Niemal we wszystkie dni kwietnia ruch w sklepach korzystających z oprogramowania Shoper był większy niż podczas ostatniego Black Friday, który tradycyjnie jest rekordowy w całym polskim Internecie.
W pierwszy wtorek po Wielkanocy, mimo braku wysokich rabatów, klienci sklepów Shoper złożyli w nich o 10 proc. więcej zamówień niż w ubiegłoroczny czarny piątek.

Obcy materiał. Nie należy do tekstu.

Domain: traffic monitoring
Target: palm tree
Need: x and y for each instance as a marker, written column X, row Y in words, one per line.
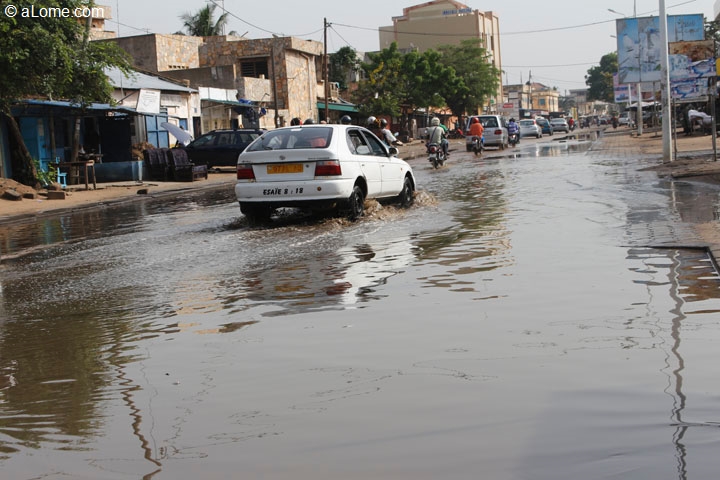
column 201, row 23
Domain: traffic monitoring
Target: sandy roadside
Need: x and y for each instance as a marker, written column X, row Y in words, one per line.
column 76, row 197
column 694, row 157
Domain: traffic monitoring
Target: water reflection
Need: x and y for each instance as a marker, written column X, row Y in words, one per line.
column 478, row 240
column 692, row 279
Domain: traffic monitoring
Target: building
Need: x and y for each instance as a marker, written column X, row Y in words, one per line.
column 528, row 99
column 446, row 22
column 260, row 82
column 100, row 13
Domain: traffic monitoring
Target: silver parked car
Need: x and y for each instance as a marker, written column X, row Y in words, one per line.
column 529, row 128
column 495, row 133
column 320, row 168
column 559, row 125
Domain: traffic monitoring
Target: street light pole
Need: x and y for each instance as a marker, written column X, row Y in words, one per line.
column 667, row 120
column 638, row 86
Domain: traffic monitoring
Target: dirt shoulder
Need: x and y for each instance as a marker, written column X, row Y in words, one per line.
column 694, row 158
column 35, row 203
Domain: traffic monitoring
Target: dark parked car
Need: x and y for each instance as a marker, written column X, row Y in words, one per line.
column 220, row 148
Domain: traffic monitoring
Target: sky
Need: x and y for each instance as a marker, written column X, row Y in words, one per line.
column 554, row 42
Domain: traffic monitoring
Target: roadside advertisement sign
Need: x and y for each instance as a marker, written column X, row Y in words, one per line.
column 692, row 60
column 638, row 44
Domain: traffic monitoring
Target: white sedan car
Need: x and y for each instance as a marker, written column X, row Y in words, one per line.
column 529, row 128
column 320, row 168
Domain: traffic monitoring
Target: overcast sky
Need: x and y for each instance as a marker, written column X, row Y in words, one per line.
column 556, row 40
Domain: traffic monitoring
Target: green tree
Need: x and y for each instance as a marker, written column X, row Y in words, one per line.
column 600, row 79
column 479, row 78
column 397, row 83
column 342, row 64
column 51, row 58
column 202, row 24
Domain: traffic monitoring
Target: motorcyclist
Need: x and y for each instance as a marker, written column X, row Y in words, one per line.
column 476, row 128
column 386, row 134
column 514, row 129
column 436, row 134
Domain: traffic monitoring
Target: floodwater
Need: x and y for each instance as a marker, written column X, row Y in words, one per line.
column 530, row 317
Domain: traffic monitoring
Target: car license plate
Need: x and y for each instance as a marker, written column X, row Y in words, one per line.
column 285, row 168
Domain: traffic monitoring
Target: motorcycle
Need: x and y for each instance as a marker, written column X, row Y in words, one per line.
column 436, row 155
column 478, row 145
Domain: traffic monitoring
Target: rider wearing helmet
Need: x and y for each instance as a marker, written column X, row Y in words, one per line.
column 386, row 135
column 513, row 127
column 436, row 134
column 476, row 128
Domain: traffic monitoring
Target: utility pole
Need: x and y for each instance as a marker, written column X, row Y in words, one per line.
column 326, row 80
column 665, row 86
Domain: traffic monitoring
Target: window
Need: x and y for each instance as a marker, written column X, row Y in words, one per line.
column 355, row 140
column 256, row 68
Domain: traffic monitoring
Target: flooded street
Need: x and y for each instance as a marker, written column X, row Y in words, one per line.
column 530, row 317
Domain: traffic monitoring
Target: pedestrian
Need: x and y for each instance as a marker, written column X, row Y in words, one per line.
column 436, row 135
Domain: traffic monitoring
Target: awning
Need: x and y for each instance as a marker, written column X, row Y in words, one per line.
column 338, row 107
column 36, row 108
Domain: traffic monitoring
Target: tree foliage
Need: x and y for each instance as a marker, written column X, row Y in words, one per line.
column 600, row 79
column 202, row 24
column 397, row 82
column 51, row 58
column 479, row 77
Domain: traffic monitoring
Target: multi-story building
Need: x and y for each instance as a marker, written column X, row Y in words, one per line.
column 532, row 98
column 447, row 22
column 280, row 76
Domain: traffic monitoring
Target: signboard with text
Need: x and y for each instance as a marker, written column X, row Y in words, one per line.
column 638, row 44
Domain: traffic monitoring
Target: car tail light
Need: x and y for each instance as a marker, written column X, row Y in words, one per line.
column 245, row 172
column 326, row 168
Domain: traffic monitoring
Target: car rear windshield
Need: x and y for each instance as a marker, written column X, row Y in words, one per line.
column 293, row 139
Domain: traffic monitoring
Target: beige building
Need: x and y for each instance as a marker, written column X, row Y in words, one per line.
column 100, row 13
column 279, row 76
column 446, row 22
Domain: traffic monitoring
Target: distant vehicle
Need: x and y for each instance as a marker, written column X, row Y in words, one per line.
column 529, row 128
column 323, row 168
column 560, row 125
column 544, row 125
column 495, row 133
column 220, row 148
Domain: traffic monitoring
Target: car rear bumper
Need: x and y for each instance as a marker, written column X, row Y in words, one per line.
column 294, row 194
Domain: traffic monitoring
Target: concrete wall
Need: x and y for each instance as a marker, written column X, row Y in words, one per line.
column 159, row 53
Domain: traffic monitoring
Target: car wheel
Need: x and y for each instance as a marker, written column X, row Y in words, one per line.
column 256, row 214
column 407, row 196
column 356, row 203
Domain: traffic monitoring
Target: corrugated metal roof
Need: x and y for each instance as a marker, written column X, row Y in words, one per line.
column 137, row 80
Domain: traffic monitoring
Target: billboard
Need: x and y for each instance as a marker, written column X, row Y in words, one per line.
column 692, row 60
column 638, row 44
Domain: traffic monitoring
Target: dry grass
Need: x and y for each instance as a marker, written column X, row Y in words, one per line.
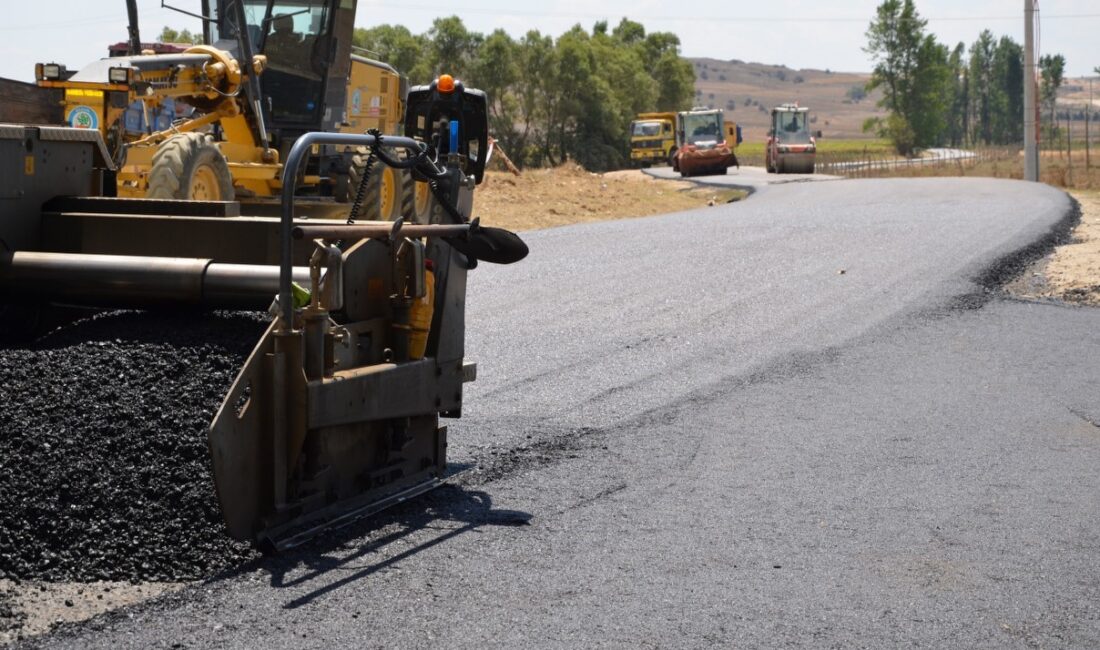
column 1056, row 168
column 1073, row 272
column 565, row 195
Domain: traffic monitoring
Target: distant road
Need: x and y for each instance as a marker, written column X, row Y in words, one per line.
column 791, row 421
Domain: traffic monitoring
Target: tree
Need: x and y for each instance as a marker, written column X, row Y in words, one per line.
column 169, row 35
column 1009, row 99
column 397, row 46
column 912, row 72
column 1052, row 74
column 450, row 45
column 495, row 69
column 981, row 90
column 958, row 99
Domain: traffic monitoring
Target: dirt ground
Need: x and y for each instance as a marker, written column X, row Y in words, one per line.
column 1073, row 272
column 547, row 198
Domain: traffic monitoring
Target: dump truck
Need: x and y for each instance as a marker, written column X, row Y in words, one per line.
column 250, row 92
column 652, row 139
column 705, row 142
column 791, row 149
column 337, row 411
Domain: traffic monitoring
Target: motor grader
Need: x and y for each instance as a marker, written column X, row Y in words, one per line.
column 336, row 414
column 266, row 73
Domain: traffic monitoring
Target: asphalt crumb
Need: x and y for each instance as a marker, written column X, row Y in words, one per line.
column 545, row 448
column 1009, row 267
column 105, row 470
column 11, row 617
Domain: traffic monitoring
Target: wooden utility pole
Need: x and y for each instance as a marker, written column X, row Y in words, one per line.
column 1031, row 133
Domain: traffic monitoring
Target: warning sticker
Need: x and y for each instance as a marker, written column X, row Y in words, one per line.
column 84, row 117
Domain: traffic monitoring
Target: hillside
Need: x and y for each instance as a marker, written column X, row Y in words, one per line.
column 748, row 90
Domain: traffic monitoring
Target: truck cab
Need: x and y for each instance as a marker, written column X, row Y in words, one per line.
column 652, row 139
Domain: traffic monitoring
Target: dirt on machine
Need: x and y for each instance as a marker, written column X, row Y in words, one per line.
column 216, row 121
column 337, row 411
column 791, row 147
column 705, row 143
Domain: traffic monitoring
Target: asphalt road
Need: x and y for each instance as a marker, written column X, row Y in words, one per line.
column 793, row 421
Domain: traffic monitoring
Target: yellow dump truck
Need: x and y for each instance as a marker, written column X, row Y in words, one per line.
column 652, row 139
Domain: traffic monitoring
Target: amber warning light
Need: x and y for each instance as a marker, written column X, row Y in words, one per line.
column 446, row 84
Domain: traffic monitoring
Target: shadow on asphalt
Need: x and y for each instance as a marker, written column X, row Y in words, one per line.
column 450, row 509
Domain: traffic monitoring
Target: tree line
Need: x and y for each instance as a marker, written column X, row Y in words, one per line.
column 550, row 99
column 941, row 96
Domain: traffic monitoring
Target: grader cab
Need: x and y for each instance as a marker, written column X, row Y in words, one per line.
column 267, row 73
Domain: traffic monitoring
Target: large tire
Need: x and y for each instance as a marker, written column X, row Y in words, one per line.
column 188, row 166
column 383, row 200
column 422, row 202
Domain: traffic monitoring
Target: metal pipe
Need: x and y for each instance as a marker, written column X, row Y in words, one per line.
column 355, row 231
column 298, row 152
column 124, row 281
column 1031, row 110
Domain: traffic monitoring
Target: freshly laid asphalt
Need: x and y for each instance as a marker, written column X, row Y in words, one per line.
column 801, row 420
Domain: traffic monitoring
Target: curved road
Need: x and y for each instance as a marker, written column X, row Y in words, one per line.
column 795, row 420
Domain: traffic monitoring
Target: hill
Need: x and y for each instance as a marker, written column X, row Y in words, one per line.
column 747, row 91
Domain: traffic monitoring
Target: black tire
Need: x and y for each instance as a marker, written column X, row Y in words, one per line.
column 188, row 166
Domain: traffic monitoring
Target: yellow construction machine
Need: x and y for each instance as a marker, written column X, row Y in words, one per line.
column 337, row 412
column 243, row 98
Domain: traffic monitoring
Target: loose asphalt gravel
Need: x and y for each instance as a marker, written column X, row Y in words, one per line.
column 103, row 462
column 806, row 419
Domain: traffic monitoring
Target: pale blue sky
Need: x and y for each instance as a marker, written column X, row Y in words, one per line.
column 792, row 32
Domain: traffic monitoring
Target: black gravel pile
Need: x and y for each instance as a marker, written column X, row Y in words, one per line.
column 11, row 618
column 105, row 472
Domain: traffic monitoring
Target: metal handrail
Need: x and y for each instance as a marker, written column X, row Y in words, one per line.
column 298, row 152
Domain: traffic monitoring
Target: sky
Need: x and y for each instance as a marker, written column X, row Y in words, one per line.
column 795, row 33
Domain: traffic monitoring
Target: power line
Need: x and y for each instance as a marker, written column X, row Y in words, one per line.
column 757, row 19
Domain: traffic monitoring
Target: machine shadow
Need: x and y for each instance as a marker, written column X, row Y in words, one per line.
column 451, row 509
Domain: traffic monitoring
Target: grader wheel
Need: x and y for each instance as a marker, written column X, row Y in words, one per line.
column 421, row 202
column 383, row 198
column 188, row 166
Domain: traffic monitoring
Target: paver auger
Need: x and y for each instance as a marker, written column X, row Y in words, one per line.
column 336, row 414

– Na początku wszyscy sądziliśmy, że narodowa kwarantanna potrwa parę tygodni i zapewne zakończy się około Wielkanocy, więc wpływ pandemii na zakupy w sieci nie był spektakularny, a niektóre branże odnotowały spadki. Z czasem zaczęliśmy uczyć się funkcjonowania na nowych zasadach, więc zamiast odkładać zakup ubrań, kosmetyków czy sprzętów domowych, coraz chętniej nabywamy je w sieci. Obawy, że kurierzy nie poradzą sobie z nadmiarem zamówień, nie potwierdziły się – paczki docierają sprawnie, co zachęca do dalszych zakupów – wyjaśnia Oliwia Tomalik, marketing manager Shoper.